The dragon begins to fall…
China has launched a pilot programme in the northern province of Hebei requiring the public to apply for approval if they plan to make large cash deposits or withdrawals at commercial banks.
The regulation comes after a series of bank runs in the past year at debt-laden small lenders and as an unprecedented pandemic-related economic contraction starts to take a toll.
From July 1, residents in the province will need to provide information about the source of deposits or the purpose of withdrawals for transactions over 100,000 yuan (US$14,162) for individuals, and 500,000 yuan for corporations, the state-backed China Securities Journal reported last week.
Applicants will have to give one day’s notice to the bank to make a withdrawal of this size or larger, and gain the branch’s approval of the registration information, the report said.

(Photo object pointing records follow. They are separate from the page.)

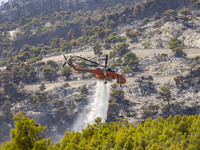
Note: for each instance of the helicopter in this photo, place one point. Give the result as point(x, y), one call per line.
point(102, 71)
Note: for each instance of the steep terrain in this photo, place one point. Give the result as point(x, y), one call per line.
point(59, 103)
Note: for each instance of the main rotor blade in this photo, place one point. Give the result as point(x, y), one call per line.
point(64, 64)
point(89, 61)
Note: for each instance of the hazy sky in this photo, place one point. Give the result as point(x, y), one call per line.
point(3, 1)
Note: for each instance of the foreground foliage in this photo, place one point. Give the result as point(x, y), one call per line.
point(178, 133)
point(174, 133)
point(27, 135)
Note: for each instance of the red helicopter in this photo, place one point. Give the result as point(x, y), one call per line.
point(105, 74)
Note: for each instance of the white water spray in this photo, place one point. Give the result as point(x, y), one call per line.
point(97, 107)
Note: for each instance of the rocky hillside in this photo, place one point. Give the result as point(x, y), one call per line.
point(57, 104)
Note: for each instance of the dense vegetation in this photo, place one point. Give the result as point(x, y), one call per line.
point(173, 133)
point(63, 31)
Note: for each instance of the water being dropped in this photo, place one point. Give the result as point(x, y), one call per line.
point(97, 107)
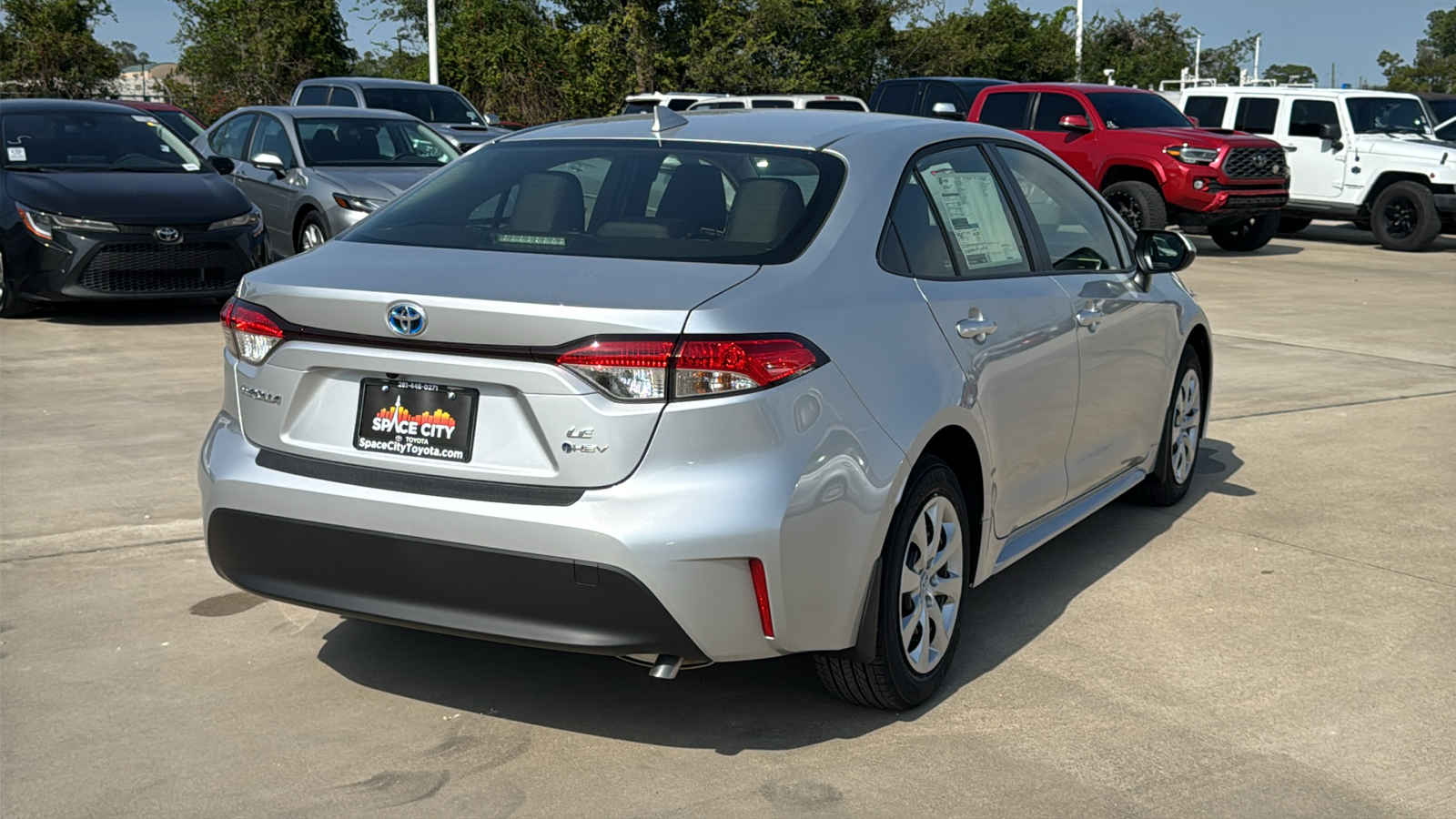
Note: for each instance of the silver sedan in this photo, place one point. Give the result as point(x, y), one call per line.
point(315, 171)
point(705, 388)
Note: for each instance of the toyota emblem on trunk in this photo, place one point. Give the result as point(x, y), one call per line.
point(407, 319)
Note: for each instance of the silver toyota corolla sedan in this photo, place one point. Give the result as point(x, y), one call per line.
point(705, 388)
point(315, 171)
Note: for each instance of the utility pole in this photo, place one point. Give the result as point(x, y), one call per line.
point(1079, 41)
point(434, 53)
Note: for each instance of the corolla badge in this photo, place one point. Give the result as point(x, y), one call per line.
point(407, 319)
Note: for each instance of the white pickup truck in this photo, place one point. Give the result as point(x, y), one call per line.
point(1360, 155)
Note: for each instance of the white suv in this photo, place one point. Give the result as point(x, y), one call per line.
point(1360, 155)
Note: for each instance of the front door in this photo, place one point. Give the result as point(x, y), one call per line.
point(1317, 169)
point(1125, 336)
point(1009, 329)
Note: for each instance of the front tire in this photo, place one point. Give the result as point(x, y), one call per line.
point(1183, 430)
point(1245, 235)
point(1404, 217)
point(926, 559)
point(1138, 203)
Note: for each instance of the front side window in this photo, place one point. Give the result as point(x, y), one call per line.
point(975, 213)
point(86, 140)
point(1387, 116)
point(619, 198)
point(1308, 116)
point(370, 143)
point(1005, 109)
point(1256, 116)
point(1136, 109)
point(1052, 108)
point(1070, 222)
point(1208, 109)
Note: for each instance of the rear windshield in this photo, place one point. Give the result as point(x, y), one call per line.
point(431, 106)
point(1128, 109)
point(613, 198)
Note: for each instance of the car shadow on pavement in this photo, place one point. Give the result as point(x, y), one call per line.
point(766, 704)
point(126, 314)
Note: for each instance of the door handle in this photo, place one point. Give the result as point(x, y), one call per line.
point(975, 327)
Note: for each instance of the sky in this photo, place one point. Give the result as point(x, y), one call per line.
point(1309, 33)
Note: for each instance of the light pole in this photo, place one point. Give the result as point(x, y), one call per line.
point(434, 55)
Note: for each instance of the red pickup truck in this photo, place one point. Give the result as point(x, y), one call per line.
point(1150, 162)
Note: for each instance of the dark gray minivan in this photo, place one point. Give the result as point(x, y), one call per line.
point(446, 109)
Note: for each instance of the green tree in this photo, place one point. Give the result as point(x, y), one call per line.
point(48, 48)
point(254, 53)
point(1292, 73)
point(1434, 65)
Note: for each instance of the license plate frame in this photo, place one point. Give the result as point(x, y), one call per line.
point(430, 421)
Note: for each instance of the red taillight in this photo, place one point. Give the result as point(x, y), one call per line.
point(647, 369)
point(251, 332)
point(761, 591)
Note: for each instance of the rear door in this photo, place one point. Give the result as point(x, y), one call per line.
point(1125, 336)
point(958, 238)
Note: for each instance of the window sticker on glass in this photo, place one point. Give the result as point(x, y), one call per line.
point(973, 208)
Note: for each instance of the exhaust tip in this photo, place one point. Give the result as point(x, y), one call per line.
point(667, 666)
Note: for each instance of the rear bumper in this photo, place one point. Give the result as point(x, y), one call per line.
point(448, 588)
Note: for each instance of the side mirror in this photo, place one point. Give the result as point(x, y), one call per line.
point(946, 111)
point(1164, 251)
point(1075, 123)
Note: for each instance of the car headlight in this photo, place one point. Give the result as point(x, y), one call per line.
point(363, 205)
point(44, 225)
point(254, 217)
point(1193, 155)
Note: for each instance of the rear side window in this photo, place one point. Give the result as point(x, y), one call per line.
point(1052, 108)
point(897, 99)
point(313, 95)
point(1307, 116)
point(619, 198)
point(1256, 114)
point(344, 98)
point(1005, 109)
point(1208, 109)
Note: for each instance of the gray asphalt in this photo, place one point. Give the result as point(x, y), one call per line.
point(1283, 643)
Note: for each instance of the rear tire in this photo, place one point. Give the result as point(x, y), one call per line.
point(1404, 217)
point(1293, 223)
point(1183, 431)
point(926, 559)
point(1138, 203)
point(1245, 235)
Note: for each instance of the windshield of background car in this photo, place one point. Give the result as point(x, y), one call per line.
point(1388, 116)
point(431, 106)
point(86, 140)
point(1126, 109)
point(619, 198)
point(356, 142)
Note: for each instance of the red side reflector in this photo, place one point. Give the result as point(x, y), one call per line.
point(761, 591)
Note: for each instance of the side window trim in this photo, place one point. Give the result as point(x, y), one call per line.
point(1038, 261)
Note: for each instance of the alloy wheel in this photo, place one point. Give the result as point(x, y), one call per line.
point(931, 584)
point(1187, 421)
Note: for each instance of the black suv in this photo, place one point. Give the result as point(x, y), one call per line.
point(944, 98)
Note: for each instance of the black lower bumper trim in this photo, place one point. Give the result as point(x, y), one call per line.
point(446, 588)
point(393, 480)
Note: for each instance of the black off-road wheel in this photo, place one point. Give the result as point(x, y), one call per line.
point(926, 559)
point(1404, 217)
point(1245, 235)
point(1183, 431)
point(1139, 205)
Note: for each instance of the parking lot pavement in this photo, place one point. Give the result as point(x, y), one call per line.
point(1279, 644)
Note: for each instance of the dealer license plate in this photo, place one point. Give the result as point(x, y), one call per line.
point(415, 420)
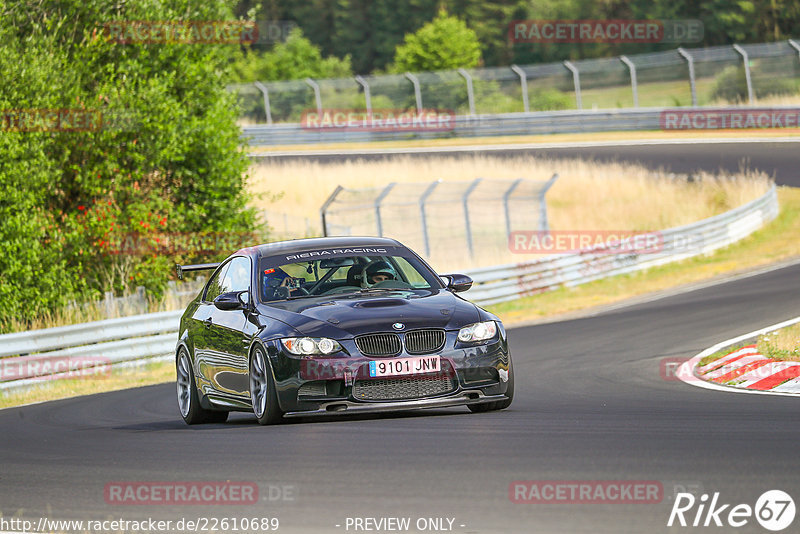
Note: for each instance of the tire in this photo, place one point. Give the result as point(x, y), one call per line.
point(188, 400)
point(497, 405)
point(263, 394)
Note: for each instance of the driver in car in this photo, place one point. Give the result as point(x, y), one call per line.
point(379, 271)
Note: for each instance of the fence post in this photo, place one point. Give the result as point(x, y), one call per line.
point(141, 300)
point(746, 61)
point(634, 84)
point(467, 226)
point(576, 80)
point(323, 210)
point(470, 92)
point(263, 88)
point(378, 201)
point(317, 95)
point(544, 223)
point(417, 93)
point(506, 195)
point(367, 97)
point(794, 44)
point(690, 62)
point(422, 200)
point(523, 80)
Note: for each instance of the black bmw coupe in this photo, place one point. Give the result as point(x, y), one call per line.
point(335, 325)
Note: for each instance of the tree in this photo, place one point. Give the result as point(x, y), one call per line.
point(444, 43)
point(295, 59)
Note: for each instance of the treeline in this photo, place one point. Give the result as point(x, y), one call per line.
point(369, 31)
point(107, 149)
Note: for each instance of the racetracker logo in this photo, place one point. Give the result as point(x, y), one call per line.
point(774, 510)
point(379, 120)
point(586, 491)
point(51, 120)
point(180, 32)
point(54, 368)
point(181, 493)
point(605, 31)
point(729, 119)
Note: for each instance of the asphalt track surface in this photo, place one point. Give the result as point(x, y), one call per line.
point(591, 404)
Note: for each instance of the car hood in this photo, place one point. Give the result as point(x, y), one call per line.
point(345, 316)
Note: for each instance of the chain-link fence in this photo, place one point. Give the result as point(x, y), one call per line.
point(682, 77)
point(443, 220)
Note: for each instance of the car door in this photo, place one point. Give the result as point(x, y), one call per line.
point(200, 330)
point(231, 333)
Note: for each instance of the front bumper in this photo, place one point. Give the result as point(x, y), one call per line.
point(462, 398)
point(331, 385)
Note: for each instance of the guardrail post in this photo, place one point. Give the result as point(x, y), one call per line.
point(544, 223)
point(470, 92)
point(324, 209)
point(417, 93)
point(746, 61)
point(378, 201)
point(422, 200)
point(690, 63)
point(576, 80)
point(634, 84)
point(317, 95)
point(506, 195)
point(523, 80)
point(367, 98)
point(794, 44)
point(263, 88)
point(467, 225)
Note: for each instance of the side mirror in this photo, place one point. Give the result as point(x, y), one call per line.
point(232, 300)
point(458, 282)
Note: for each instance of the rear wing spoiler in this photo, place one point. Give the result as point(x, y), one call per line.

The pilot programme will be expanded to Zhejiang province in the east and the city of Shenzhen in Guangdong province from October 1, affecting individual account transactions of more than 300,000 yuan and 200,000 yuan, respectively.
FWIW, I have zero invested in China funds and zero in “emerging market” funds (that tend to have a big Chinese component).
What with the EU headed for a financial crisis now that the UK money has left the budget, Africa in social turmoil and afflicted with Chinese takedowns via debt trap diplomacy, Brazil headed for a Chinese Wuhan Covid virus stumble, and other odd markets having similar issues, IMHO, money is best kept in the Anglosphere for now (and has been for a while). UK, Australia, New Zealand, Canada, USA, and perhaps India (need to balance effects of uncontrolled virus vs companies relocating to India out of China).